## Movie Recommendation System

In [1]:
import pandas as pd

movies=pd.read_csv("movies.csv")

In [2]:
movies

Unnamed: 0,movieId,title,genres
0,1,Toy Story (1995),Adventure|Animation|Children|Comedy|Fantasy
1,2,Jumanji (1995),Adventure|Children|Fantasy
2,3,Grumpier Old Men (1995),Comedy|Romance
3,4,Waiting to Exhale (1995),Comedy|Drama|Romance
4,5,Father of the Bride Part II (1995),Comedy
...,...,...,...
62418,209157,We (2018),Drama
62419,209159,Window of the Soul (2001),Documentary
62420,209163,Bad Poems (2018),Comedy|Drama
62421,209169,A Girl Thing (2001),(no genres listed)


# Title Cleaning Function

This code preprocesses movie titles by removing special characters, keeping only alphanumeric characters and spaces.

## How It Works

1. **Define Cleaning Function**: Uses regex to remove all non-alphanumeric characters (except spaces)
2. **Apply to Dataset**: Creates a new column `clean_title` by applying the function to all movie titles

## Purpose

- Standardizes titles for better matching (e.g., "Spider-Man" becomes "SpiderMan")
- Removes punctuation, symbols, and special characters
- Improves TF-IDF vectorization accuracy by reducing noise

**Example**: "The Matrix: Reloaded" → "The Matrix Reloaded"

In [3]:
import re

def clean_title(title):
    return re.sub("[^a-zA-Z0-9 ]","",title)

In [5]:
movies["clean_title"]=movies["title"].apply(clean_title)

In [6]:
movies

Unnamed: 0,movieId,title,genres,clean_title
0,1,Toy Story (1995),Adventure|Animation|Children|Comedy|Fantasy,Toy Story 1995
1,2,Jumanji (1995),Adventure|Children|Fantasy,Jumanji 1995
2,3,Grumpier Old Men (1995),Comedy|Romance,Grumpier Old Men 1995
3,4,Waiting to Exhale (1995),Comedy|Drama|Romance,Waiting to Exhale 1995
4,5,Father of the Bride Part II (1995),Comedy,Father of the Bride Part II 1995
...,...,...,...,...
62418,209157,We (2018),Drama,We 2018
62419,209159,Window of the Soul (2001),Documentary,Window of the Soul 2001
62420,209163,Bad Poems (2018),Comedy|Drama,Bad Poems 2018
62421,209169,A Girl Thing (2001),(no genres listed),A Girl Thing 2001


# TF-IDF Vectorization Explained

This code uses scikit-learn's `TfidfVectorizer` to convert the cleaned movie titles into a sparse matrix of numerical features.
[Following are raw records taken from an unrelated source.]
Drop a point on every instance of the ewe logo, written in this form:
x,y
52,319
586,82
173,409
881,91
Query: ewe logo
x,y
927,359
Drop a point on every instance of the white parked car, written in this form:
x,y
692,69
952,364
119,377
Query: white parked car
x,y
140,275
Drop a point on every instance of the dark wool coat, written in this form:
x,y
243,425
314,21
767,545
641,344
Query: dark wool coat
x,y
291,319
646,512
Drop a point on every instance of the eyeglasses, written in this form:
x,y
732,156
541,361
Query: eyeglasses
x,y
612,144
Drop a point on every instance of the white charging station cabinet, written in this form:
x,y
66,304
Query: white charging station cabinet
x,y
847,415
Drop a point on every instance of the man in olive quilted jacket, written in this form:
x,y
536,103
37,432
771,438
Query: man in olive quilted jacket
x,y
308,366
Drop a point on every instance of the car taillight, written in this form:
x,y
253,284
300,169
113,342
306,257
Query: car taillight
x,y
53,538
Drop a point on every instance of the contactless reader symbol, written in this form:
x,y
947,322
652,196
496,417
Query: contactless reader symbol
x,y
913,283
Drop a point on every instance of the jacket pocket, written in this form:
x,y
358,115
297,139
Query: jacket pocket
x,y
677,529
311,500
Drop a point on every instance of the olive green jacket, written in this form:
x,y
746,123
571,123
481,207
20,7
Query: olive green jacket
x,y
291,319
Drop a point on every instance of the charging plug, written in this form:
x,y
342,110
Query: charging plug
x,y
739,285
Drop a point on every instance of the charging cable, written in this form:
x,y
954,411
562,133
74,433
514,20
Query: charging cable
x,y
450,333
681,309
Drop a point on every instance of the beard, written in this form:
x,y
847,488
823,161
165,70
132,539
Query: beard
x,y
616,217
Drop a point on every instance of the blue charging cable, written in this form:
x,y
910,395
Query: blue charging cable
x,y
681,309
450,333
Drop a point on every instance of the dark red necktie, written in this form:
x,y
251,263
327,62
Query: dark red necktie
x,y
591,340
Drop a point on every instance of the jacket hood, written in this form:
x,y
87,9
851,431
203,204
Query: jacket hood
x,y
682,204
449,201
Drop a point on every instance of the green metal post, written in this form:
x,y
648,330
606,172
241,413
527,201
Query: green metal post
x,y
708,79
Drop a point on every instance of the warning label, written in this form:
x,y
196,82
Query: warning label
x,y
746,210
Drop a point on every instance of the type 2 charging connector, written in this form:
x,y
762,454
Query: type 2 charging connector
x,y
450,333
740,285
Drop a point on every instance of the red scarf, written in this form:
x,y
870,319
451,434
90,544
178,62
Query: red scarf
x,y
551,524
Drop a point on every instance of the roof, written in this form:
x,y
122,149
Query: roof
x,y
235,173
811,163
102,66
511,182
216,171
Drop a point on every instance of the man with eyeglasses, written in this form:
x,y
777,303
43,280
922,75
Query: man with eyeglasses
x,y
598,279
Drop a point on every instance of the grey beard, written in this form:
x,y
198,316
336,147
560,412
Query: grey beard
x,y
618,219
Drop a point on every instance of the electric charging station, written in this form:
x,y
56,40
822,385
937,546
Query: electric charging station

This numerical matrix is essential for machine learning tasks like similarity matching or recommendation systems.

| Component | Purpose | Description |
|-----------|---------|-------------|
| `TfidfVectorizer` | The Tool | Calculates the Term Frequency-Inverse Document Frequency for words, weighting important (rare) words higher. |
| `ngram_range=(1,2)` | Feature Scope | Configures the vectorizer to consider both single words (unigrams) and sequential pairs of words (bigrams) as features. |
| `fit_transform()` | Execution | First, it builds the vocabulary from all titles (fit), then calculates and returns the TF-IDF matrix (transform). |
| `tfidf` | The Output | A sparse matrix where each row represents a movie and each column represents a word/bigram feature, populated with TF-IDF scores. |

## Example: How TF-IDF Works

The TF-IDF score for a word in a document is the product of two measures: **Term Frequency (TF)** and **Inverse Document Frequency (IDF)**.

$$\text{TFIDF}(t, d) = \text{TF}(t, d) \times \text{IDF}(t)$$

### 1. Term Frequency (TF)

This measures how frequently a term $t$ appears in a document $d$. (The `TfidfVectorizer` often uses a normalized/smoothed version of this.)

### 2. Inverse Document Frequency (IDF)

This measures how important a term is by weighing down common terms (like "The" or "A") and boosting rarer, more distinctive terms (like "Jedi" or "Inception").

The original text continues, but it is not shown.